In other cases, families may be redirected to a new site operated by a community sponsor once the school program ends. Either way, clear coordination and communication between partners are essential to making the transition seamless for families. No Kid Hungry Georgia recently presented on this kind of coordination and partnership at our summer summit back on February 4th. There were many highlighted examples across the nation of innovative partnerships that strengthen and expand program impact. Creative collaborations with schools, libraries, and other stakeholders can enhance service delivery, increase participation, and improve sustainability.

If you want to learn practical tips and insights to deepen and utilize this kind of partnership, check out the slide deck here.

2. Schools Can Help Community Sponsors Expand Reach

Many community sponsors struggle to get the word out about where and when summer meals are available. Schools can help bridge that gap.
Schools are trusted community hubs and have direct access to children and families. They can support CBOs by sharing announcements, distributing marketing materials before the school year ends, and partnering on summer kickoff events. These simple actions can significantly increase awareness and participation in summer meal programs.

The past couple of summers, Troup County has learned through experience on best practices and tips to reach hard-to-reach areas in their community and spread the word of their summer non-congregate program. To learn more about their program and insights, read our blog.

3. Community Sponsors Can Extend Coverage to Undeserved Areas

Schools may face geographic or logistical limitations that prevent them from serving all areas of a district, especially rural or hard-to-reach communities. Community-based sponsors can help fill these gaps by operating meal sites in neighborhoods schools cannot reach or by offering delivery or non-congregate options where allowed.

By strategically dividing coverage areas, schools and CBOs can ensure broader access across the district or county, reducing the likelihood that children are left without meals simply because of where they live.

4. Summer Meal Planning Meetings

Collaborating to build strong summer meal coverage always starts with early and intentional planning. Summer planning meetings that bring together schools, community-based organizations, and other partners can help identify gaps, align schedules, and determine who will serve when and where.

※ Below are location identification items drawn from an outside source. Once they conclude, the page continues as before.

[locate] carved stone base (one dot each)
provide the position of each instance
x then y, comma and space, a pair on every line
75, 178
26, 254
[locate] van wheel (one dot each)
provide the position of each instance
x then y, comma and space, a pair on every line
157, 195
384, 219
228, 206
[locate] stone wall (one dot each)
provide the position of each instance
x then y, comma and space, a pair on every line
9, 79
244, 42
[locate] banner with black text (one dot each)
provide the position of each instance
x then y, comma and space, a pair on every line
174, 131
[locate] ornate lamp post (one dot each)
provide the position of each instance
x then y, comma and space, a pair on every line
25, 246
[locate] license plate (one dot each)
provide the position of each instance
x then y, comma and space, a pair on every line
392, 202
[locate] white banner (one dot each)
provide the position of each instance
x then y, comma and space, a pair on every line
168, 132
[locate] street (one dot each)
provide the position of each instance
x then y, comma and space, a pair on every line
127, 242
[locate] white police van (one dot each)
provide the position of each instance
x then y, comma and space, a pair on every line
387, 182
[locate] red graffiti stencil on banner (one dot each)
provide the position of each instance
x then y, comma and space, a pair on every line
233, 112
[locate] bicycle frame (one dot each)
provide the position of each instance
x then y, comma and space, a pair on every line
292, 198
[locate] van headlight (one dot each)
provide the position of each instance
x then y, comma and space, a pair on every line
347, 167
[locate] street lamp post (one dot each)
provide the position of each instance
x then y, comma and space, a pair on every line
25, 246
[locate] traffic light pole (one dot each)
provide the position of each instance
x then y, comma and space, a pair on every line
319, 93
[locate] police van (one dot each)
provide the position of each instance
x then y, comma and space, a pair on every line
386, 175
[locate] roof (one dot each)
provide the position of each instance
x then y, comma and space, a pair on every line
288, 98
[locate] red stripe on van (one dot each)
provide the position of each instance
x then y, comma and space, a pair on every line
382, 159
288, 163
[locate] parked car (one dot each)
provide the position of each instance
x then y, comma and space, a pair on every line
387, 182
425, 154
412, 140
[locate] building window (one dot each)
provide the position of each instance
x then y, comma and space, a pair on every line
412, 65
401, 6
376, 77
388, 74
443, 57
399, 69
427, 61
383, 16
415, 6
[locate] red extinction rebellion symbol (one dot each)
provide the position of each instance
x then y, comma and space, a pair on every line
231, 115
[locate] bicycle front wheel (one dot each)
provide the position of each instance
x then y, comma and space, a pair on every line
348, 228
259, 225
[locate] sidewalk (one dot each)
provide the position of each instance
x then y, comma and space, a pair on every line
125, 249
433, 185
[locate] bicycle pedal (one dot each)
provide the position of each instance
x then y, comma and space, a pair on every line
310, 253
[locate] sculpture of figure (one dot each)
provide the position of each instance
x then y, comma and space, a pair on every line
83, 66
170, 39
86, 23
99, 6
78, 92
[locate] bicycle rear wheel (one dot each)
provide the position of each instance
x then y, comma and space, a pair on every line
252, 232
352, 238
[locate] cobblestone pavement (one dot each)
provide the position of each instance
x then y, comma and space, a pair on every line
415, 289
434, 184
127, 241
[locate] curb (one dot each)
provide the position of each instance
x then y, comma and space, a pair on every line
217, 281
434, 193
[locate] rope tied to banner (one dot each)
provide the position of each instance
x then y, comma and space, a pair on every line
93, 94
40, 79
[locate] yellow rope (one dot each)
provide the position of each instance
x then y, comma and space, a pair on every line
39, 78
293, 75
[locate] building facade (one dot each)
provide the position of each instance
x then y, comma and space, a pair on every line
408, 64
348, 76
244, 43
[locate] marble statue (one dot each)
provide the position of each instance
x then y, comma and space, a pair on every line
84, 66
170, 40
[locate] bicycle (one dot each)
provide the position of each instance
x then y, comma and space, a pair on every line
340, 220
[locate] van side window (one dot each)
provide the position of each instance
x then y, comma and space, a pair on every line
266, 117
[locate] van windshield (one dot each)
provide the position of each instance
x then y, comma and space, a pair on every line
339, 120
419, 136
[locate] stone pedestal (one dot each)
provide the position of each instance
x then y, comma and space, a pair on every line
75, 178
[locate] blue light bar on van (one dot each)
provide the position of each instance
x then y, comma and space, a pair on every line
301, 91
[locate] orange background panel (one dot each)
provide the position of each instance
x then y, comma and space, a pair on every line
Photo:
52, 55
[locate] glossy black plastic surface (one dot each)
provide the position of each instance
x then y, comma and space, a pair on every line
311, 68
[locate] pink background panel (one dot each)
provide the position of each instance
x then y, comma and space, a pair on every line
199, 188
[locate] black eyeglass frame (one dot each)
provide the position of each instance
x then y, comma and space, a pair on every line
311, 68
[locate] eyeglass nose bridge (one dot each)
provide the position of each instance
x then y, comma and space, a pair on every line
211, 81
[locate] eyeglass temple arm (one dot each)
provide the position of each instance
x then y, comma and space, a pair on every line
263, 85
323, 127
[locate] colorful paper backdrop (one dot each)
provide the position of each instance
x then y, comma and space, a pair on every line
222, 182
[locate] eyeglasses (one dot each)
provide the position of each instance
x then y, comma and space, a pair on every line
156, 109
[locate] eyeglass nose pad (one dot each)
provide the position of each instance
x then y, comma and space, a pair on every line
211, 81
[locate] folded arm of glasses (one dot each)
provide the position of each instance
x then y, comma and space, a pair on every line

These meetings are also an opportunity to share resources, clarify program rules, coordinate outreach, and troubleshoot potential barriers before summer begins. When partners plan together, they can build a summer meal network that ensures no days or communities are left uncovered.

Meeting objectives may include:

  • Reviewing sponsors and sites that operated in the community the previous year
  • Highlighting successes, such as increased meals served, new sponsors, or first-time RNC implementation
  • Examining data to identify areas without meal sites
  • Reviewing school sponsor service dates and identifying gaps that CBOs can fill
  • Identifying school sites that did not offer RNC and exploring opportunities for CBOs to serve those areas

Ready to get started? Check out our Summer Meals Planning Meeting Facilitator Guide, along with a sample invitation and sample agenda.

Looking for examples in your community?

Not sure if these types of collaborations exist in your community? Explore our on-demand webinar, Together We Serve: How Schools and Community Organizations Are Boosting Summer Meals.

Designed for sponsors, partners, and state agencies interested in leveraging partnerships, this webinar highlights how school districts and community-based organizations partnered to expand summer non-congregate service models. Presenters shared successful collaboration models, innovative approaches, and real-world examples of how partnerships can meet community needs and strengthen summer meal programs.

By working together, schools and community-based organizations can ensure that summer meals last as long as summer itself, and that every county, neighborhood, and child is served.